A sign of the times: S.W.A.T. opens with an aerial shot of the Hollywood sign before quickly descending into white-noise chaos. Picking up bad habits from only the worst attention deficit TV commercials and music videos, the prologue is an exhaustive shootout that combines hyperkinetic camcorder footage, blurred-out surveillance camera images and handheld film footage. Like the equally incomprehensible combat film Black Hawk Down, there’s no sense of strategy, narrative direction, or cinematic storytelling amid this rampant disarray. But that’s what makes S.W.A.T.’s opening shot so apt in a way. This is the state of Hollywood pictures nowadays—and S.W.A.T. just happens to be part of Hollywood’s worst summer in recent memory.
What’s more disappointing is that there’s the hint of a fascinating movie buried inside S.W.A.T. I’m not referring to the opening hour of postulating exposition, where L.A.P.D. bad-ass Hondo Harrelson (Samuel L. Jackson) puts together his elite team of cops (typecasting all around: LL Cool J as the requisite comic relief, Michelle Rodriguez as the tough Latina in uniform and Colin Farrell as the brooding naïf). By midpoint, sparks ignite when an arrested drug kingpin (a wonderfully petulant Olivier Martinez) makes an audacious offer to all street gangs, crime syndicates and rogue cops throughout the city of Los Angeles: “I will give $100 million to anyone who gets me out of here.” The montage that follows features gang after gang scratching their chin, thinking about the possibilities a $100 million payday could bring.
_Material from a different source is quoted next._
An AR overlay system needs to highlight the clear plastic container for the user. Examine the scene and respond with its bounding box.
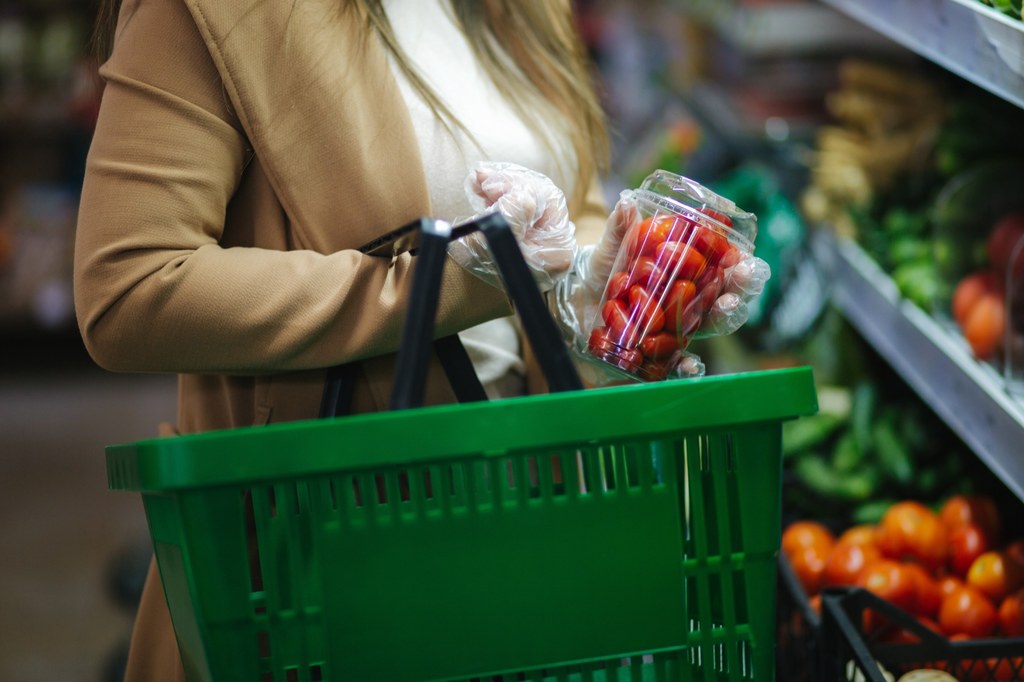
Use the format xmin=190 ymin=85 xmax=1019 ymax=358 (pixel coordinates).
xmin=587 ymin=170 xmax=757 ymax=381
Think of a citywide version of John Carpenter’s B-movie gem Assault on Precinct 13 and you’ve just imagined a better movie than S.W.A.T. As soon as they imply an urban city about to fall into riot because of self-motivated greed, the narrative thread is dropped and it turns into a small potatoes chase movie between the good S.W.A.T. team and a singular, and easily dispensable, band of rogue agents who betray them. There’s no narrative kick, and that combined with the lack of basic cinematic storytelling skills (the film’s action scenes are reduced via a series of blip-blip commercial sound bites) make S.W.A.T. a real headache. Don’t settle for less, and rent Carpenter’s urban gang warfare pics Assault on Precinct 13 and Escape From New York instead. There’s a greater thrill in hearing Carpenter’s antihero Snake Plissken say the still current line, “I don’t give a fuck about your war—or your president,” than anything in the whole of S.W.A.T.